VietNamNet Bridge – Vietnam’s pay television market could face fierce competition with the proposed entrance of newcomers.
In 2012, giant telcos, including leading state group VNPT, FPT Telecom, An Vien (AVG) Television and military-run Viettel, sent applications to the Ministry of Information and Communications (MIC) expressing desire to step into the pay TV service market.
Allowing businesses to offer the service both creates a bona fide market competition and makes the most of their telecom infrastructure, according to FPT chairman and chief executive officer Truong Gia Binh.
Viettel’s deputy general director Nguyen Manh Hung assumed upgrading cable infrastructure to communes for supply of cable television would help cut down investment costs by several times while extending the service to remote areas.
Pay TV has to share market slices with the interactive television segment (IPTV) which has grown the fastest within the pay TV system with around one million subscribers after three years in operation.
Currently there are four IPTV service providers: FPT Telecom, media firm VTC, VNPT and Viettel.
“IPTV promises enormous development potential and will dominate pay TV market in Vietnam,” said FPT Telecom general director Nguyen Van Khoa.
To meet the competition, service providers have rolled out a series of new services, such as FPT Telecom focusing on promoting FPT Play HD, VASC Software and Media Company giving birth to MyTVNet with the introduction of fresh interactive services Video Call, TV Voting, TV Messages and TV Friend.
During a decade in Vietnam, pay TV has exposed several limitations seen in its patchy development, use of backward technology, its focus on urban areas and loosened management of price and service quality.
The MIC has penned and submitted to the prime minister for enactment of synchronous planning on television sector development, including that of pay TV service market targeting high service quality, cutting-edge technology and sustainable development, according to Nguyen Bac Son, Minister of Information and Communications.

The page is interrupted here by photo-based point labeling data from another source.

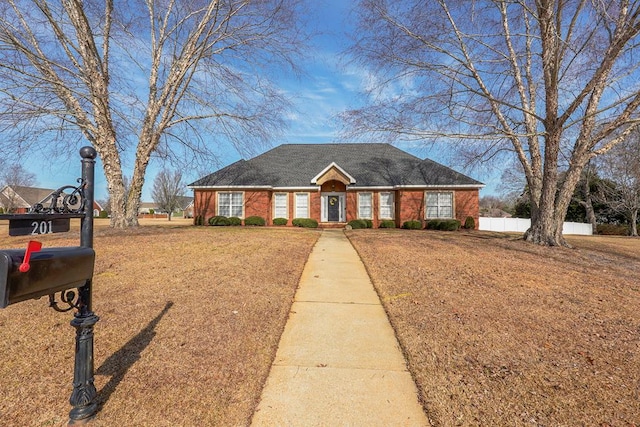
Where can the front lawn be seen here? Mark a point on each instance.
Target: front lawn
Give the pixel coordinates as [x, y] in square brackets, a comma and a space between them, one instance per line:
[500, 332]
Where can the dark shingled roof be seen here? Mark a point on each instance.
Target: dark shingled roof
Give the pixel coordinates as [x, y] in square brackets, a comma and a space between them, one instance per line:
[371, 165]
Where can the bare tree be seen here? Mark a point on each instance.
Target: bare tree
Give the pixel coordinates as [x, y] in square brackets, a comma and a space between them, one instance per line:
[621, 166]
[133, 77]
[551, 83]
[168, 189]
[12, 176]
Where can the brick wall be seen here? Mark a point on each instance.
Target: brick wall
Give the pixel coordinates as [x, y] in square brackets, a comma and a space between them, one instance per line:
[409, 206]
[467, 203]
[258, 203]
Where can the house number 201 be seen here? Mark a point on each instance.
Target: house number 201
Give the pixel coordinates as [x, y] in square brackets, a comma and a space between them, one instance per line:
[42, 227]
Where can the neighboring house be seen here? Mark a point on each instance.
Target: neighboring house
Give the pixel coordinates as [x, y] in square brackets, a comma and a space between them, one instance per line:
[18, 199]
[147, 207]
[185, 206]
[335, 183]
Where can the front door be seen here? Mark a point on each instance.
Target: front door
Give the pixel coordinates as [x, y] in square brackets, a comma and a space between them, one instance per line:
[333, 209]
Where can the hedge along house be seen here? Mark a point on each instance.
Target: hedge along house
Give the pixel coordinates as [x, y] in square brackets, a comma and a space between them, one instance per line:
[335, 183]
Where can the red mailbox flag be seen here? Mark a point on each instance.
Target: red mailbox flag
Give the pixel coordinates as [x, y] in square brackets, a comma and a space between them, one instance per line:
[33, 246]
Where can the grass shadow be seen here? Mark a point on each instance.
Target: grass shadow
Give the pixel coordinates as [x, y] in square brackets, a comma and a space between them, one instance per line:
[117, 365]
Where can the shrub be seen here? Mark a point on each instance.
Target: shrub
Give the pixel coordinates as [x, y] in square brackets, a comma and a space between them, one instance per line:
[358, 224]
[451, 225]
[219, 221]
[280, 221]
[305, 222]
[412, 225]
[235, 221]
[443, 224]
[470, 223]
[255, 220]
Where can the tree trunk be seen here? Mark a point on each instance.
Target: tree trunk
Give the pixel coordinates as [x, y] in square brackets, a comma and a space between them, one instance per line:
[634, 223]
[547, 230]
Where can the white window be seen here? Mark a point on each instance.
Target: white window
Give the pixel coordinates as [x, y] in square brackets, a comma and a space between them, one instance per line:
[386, 205]
[230, 204]
[302, 205]
[439, 205]
[280, 208]
[365, 210]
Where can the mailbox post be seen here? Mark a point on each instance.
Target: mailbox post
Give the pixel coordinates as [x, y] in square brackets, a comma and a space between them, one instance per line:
[68, 271]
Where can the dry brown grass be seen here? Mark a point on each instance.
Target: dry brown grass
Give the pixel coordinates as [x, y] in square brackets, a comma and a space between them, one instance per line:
[190, 321]
[499, 332]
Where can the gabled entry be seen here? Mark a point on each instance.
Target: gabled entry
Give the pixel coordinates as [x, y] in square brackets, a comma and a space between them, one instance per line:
[333, 207]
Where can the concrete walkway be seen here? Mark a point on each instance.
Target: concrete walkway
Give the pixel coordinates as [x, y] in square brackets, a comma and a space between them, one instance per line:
[338, 361]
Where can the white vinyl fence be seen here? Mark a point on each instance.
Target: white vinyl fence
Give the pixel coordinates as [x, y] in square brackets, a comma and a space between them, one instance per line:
[520, 225]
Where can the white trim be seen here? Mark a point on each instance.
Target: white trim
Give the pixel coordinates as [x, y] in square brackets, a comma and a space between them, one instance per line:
[352, 180]
[230, 187]
[453, 205]
[218, 193]
[298, 189]
[349, 188]
[369, 189]
[414, 187]
[443, 186]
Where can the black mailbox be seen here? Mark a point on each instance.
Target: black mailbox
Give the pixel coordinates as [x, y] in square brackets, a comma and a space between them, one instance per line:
[51, 270]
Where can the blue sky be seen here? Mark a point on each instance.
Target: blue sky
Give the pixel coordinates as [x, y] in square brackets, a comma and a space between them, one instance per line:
[327, 87]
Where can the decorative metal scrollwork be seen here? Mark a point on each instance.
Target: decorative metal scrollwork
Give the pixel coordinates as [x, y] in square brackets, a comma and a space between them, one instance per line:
[67, 199]
[68, 297]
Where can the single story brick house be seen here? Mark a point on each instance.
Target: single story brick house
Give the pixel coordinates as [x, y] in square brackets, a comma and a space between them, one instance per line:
[335, 183]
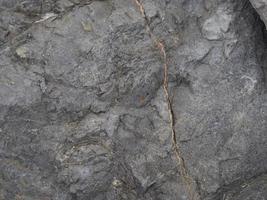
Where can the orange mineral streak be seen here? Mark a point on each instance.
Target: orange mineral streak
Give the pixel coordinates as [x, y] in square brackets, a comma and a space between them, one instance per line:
[186, 178]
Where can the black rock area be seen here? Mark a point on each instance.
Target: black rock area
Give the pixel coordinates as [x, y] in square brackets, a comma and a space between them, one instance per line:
[84, 116]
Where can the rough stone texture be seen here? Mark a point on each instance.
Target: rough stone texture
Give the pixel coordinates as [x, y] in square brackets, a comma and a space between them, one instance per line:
[82, 110]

Accordingly, existing pay TV system shall be streamlined to avert patchy development and cultivate a healthy pay TV and radio broadcasting market which will operate under market rules with stable development, striving for conversion into entirely digital television and radio broadcasting by 2020. The programme content shall be richly imbued with distinctive cultural identities featuring increasingly service quality and competitive costs.